The year was 1989. A group of business and community leaders in Boston gathered to search for ways to help heal a racially divided community.
Boston’s reputation was still reeling from years of contentious events brought about by the court-ordered busing of school children. Street crime was on the rise, the murder rate was increasing, and a national economic slowdown loomed ahead.
Then up stepped Diddy Cullinane, a Dorchester-born woman who, with her husband, John Cullinane, were known for their philanthropic leadership across the city.
Diddy had been asked to chair that year’s fundraising efforts for the archdiocese of Boston’s Catholic Charities, and she decided to form a multi-racial committee with 44 members – 22 black and 22 white individuals. She called it “Black & White Boston Coming Together,” and hoped that “it would be a visible demonstration that a strong element of goodwill between the races did exist.” From those inspired calculations, a multi-racial organization was established, and it carried on its work for two decades, until it was dissolved in 2008.
This summer, in a book she authored that catalogues the program’s successes, she writes, “So productive and amicable were the subsequent meetings, the group decided to continue as an entity, with a structure and form yet to be determined. From this beginning, Black & White Boston was born!”
In an introduction to the 284-page book, Diddy Cullinane writes, “During one of the City of Boston’s darkest times, a group sought to demonstrate that there existed a strong element of goodwill between the races. Through a variety of activities and drawing on political, corporate, cultural, social and religious support, they succeeded for a period of almost 20 years in proving it did exist. This book is a chronicle of their efforts.”
The Cullinanes reached out this summer to invite old friends and supporters to a reception to launch the book, and they gathered at the Harvard Club on a warm June evening to renew acquaintances, recall the many achievements, and memorialize those early supporters who have passed on.
“It chronicles the 20 years of an organization working to bring the races together around social interaction and jobs,” John Cullinane said. “It worked. For example, (Boston Globe sportswriter) Will McDonough hosted the “Black & White On Green” golf tournament one year. At his funeral service, Father Tom McDonnell, who played in the tournament every year, said Will singled out Black & White Boston as something he really liked.
“Not long after, Archie Williams, founder of Roxbury Technologies, unfortunately died as well. At his service, Bishop John Borders of Morningstar Baptist Church in Roxbury singled out Black & White Boston as something Archie really liked.
“South Boston and Roxbury linked in this way is the way it should be, and Black & White made it possible,” said John.
With participants ranging from high school students to company CEOs, the effort engaged groups from many varied sectors, with “a goal to create dialogue, promote education, encourage action, and develop employment opportunities in the community.”

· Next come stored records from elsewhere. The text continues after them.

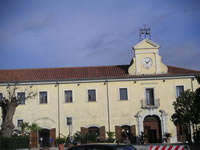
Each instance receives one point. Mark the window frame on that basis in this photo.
(88, 94)
(72, 96)
(149, 104)
(47, 97)
(127, 94)
(179, 85)
(24, 97)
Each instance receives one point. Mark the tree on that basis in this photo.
(187, 107)
(8, 105)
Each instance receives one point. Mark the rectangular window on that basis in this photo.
(19, 122)
(150, 96)
(123, 94)
(91, 95)
(21, 97)
(43, 97)
(179, 90)
(1, 96)
(69, 121)
(68, 96)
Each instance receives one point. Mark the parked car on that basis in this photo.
(103, 147)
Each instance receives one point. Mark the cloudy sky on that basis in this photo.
(69, 33)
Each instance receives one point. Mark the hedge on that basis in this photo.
(14, 142)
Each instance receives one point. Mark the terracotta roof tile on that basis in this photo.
(78, 73)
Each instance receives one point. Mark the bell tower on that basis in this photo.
(147, 59)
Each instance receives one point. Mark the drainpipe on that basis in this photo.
(191, 125)
(58, 110)
(108, 107)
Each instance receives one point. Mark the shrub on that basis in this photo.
(14, 142)
(60, 140)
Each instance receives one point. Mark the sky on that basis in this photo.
(73, 33)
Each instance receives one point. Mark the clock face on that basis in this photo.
(147, 62)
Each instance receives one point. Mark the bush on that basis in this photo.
(14, 142)
(60, 140)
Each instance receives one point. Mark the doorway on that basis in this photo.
(152, 129)
(44, 137)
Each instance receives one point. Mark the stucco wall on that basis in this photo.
(86, 114)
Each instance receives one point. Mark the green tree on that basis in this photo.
(187, 107)
(8, 106)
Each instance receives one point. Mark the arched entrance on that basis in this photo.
(44, 137)
(152, 129)
(94, 130)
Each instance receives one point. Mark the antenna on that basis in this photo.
(144, 32)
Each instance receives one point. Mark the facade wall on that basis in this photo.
(87, 114)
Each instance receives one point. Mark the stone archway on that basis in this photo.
(152, 129)
(162, 115)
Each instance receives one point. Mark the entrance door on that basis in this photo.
(152, 136)
(44, 137)
(152, 129)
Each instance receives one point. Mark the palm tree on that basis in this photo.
(33, 127)
(24, 128)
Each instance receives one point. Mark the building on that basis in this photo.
(125, 99)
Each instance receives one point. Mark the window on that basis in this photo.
(91, 95)
(123, 94)
(68, 96)
(43, 97)
(69, 121)
(150, 96)
(21, 97)
(179, 90)
(19, 122)
(1, 96)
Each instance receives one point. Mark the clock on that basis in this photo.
(147, 62)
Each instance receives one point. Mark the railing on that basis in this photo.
(144, 104)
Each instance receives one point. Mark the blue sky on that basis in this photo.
(70, 33)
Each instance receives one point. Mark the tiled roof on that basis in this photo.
(79, 73)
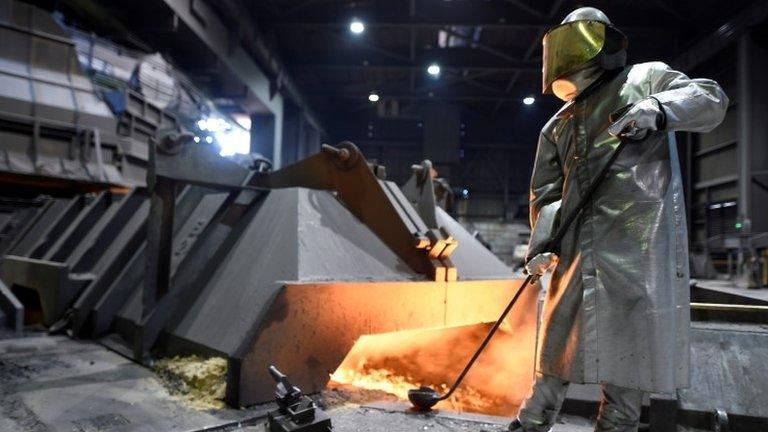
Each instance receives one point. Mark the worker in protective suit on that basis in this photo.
(617, 308)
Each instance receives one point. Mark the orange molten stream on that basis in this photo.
(397, 362)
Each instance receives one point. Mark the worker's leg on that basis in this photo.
(619, 410)
(538, 411)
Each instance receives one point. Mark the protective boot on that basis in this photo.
(619, 409)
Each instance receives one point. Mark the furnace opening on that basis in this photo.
(397, 362)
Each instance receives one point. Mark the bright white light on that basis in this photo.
(356, 27)
(229, 136)
(233, 141)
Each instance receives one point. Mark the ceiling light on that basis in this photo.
(356, 27)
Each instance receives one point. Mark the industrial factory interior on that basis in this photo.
(383, 215)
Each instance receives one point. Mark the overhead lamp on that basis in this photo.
(356, 26)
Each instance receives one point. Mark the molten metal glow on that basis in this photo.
(397, 362)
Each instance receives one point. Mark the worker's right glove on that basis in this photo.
(637, 121)
(539, 264)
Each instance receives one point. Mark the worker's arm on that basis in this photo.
(675, 103)
(545, 195)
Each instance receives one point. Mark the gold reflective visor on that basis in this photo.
(568, 47)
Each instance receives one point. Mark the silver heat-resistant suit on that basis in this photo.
(617, 308)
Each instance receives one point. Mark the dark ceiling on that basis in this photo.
(488, 50)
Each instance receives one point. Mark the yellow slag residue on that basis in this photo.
(199, 382)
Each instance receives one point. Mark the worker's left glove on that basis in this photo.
(645, 116)
(539, 264)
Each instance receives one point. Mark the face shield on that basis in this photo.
(570, 47)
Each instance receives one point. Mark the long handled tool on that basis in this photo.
(424, 398)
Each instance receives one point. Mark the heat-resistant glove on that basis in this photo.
(645, 116)
(539, 264)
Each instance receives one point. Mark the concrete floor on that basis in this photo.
(53, 383)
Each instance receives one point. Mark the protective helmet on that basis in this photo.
(585, 37)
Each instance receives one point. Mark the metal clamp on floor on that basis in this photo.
(296, 411)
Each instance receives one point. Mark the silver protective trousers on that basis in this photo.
(619, 409)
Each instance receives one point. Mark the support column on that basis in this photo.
(263, 135)
(744, 149)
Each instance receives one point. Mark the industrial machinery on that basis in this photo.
(288, 267)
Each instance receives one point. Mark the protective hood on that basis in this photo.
(572, 46)
(570, 86)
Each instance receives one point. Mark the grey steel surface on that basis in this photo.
(43, 93)
(729, 370)
(11, 309)
(294, 235)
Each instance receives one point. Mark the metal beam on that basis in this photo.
(494, 23)
(226, 41)
(406, 67)
(436, 96)
(480, 45)
(528, 53)
(523, 6)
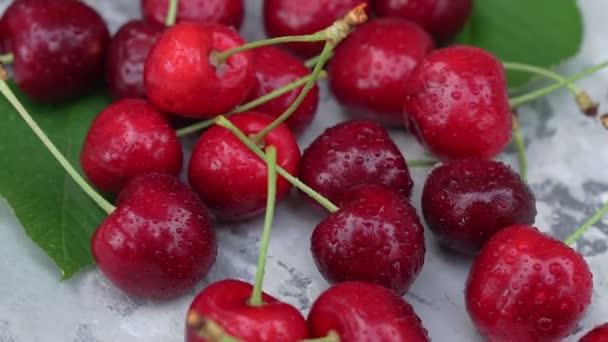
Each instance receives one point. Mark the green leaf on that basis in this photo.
(55, 213)
(538, 32)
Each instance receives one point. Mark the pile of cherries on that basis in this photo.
(159, 241)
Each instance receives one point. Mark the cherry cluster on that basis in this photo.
(187, 60)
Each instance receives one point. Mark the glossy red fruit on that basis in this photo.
(225, 12)
(126, 57)
(226, 304)
(526, 286)
(159, 243)
(126, 139)
(466, 202)
(351, 154)
(370, 67)
(275, 69)
(362, 312)
(376, 236)
(59, 47)
(457, 104)
(181, 76)
(230, 178)
(291, 18)
(443, 19)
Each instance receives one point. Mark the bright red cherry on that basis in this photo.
(465, 202)
(275, 69)
(159, 243)
(59, 47)
(361, 312)
(291, 18)
(370, 67)
(442, 18)
(230, 178)
(126, 57)
(526, 286)
(225, 12)
(126, 139)
(181, 75)
(376, 236)
(457, 103)
(226, 304)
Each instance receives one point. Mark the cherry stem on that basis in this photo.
(94, 195)
(250, 105)
(327, 204)
(271, 162)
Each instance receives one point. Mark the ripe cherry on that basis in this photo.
(126, 139)
(159, 242)
(370, 67)
(466, 202)
(457, 104)
(59, 47)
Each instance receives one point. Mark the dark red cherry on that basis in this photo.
(362, 312)
(225, 12)
(126, 139)
(126, 57)
(370, 67)
(181, 77)
(226, 304)
(230, 178)
(466, 202)
(59, 47)
(159, 243)
(275, 69)
(457, 104)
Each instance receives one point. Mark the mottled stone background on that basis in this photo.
(567, 173)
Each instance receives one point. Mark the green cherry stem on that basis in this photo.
(94, 195)
(271, 161)
(327, 204)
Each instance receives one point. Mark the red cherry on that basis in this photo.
(225, 12)
(350, 154)
(370, 67)
(180, 75)
(376, 236)
(362, 312)
(292, 18)
(230, 178)
(443, 19)
(126, 57)
(457, 103)
(226, 304)
(59, 47)
(526, 286)
(466, 202)
(159, 243)
(275, 69)
(126, 139)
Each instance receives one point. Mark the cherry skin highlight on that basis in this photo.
(361, 312)
(376, 236)
(159, 243)
(226, 304)
(526, 286)
(180, 76)
(370, 67)
(59, 47)
(465, 202)
(127, 55)
(225, 12)
(351, 154)
(126, 139)
(457, 104)
(275, 69)
(229, 177)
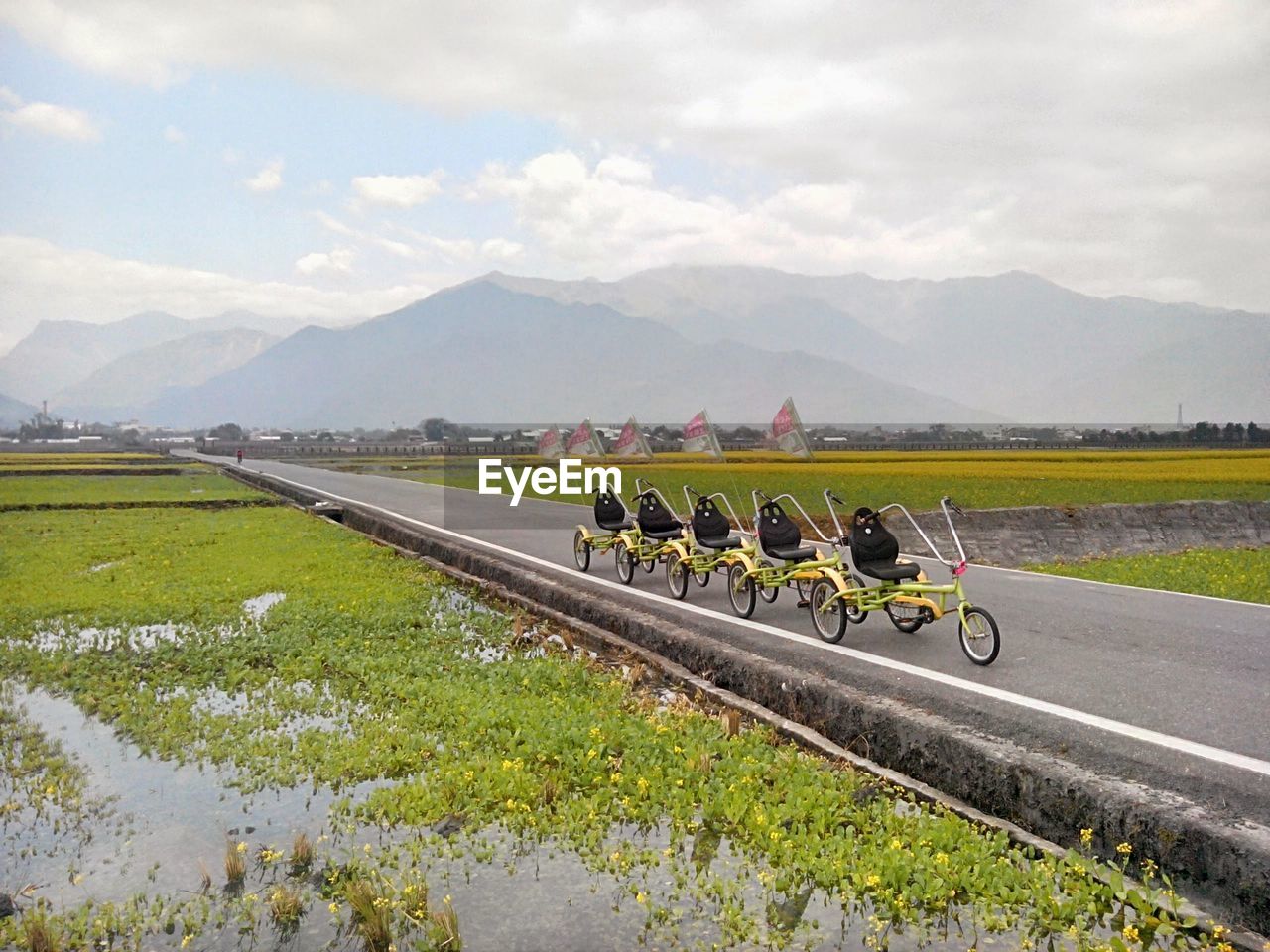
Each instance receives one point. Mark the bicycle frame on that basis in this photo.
(645, 551)
(772, 576)
(698, 560)
(920, 593)
(603, 540)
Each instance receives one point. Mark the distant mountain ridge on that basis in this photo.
(119, 389)
(1012, 343)
(483, 352)
(14, 413)
(1012, 347)
(59, 354)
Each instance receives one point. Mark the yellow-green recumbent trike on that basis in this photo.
(781, 558)
(902, 589)
(612, 517)
(649, 539)
(711, 543)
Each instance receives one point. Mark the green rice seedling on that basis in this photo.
(40, 933)
(372, 914)
(286, 906)
(444, 928)
(235, 865)
(302, 855)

Projects included golf tournaments, scholarships for caddies, a breakfast series, and business profile awards.
According to the group’s news release, “Black and White Boston Coming Together, Inc., worked with the mayor of Boston, as well as with other organizations that have similar goals. Interaction with educational institutions, business, cultural, and social services provide opportunities for networking, the sharing of experiences and goals, and possible collaborative affairs.”
The organization had a small four member staff, and was funded by private donations and fundraising events.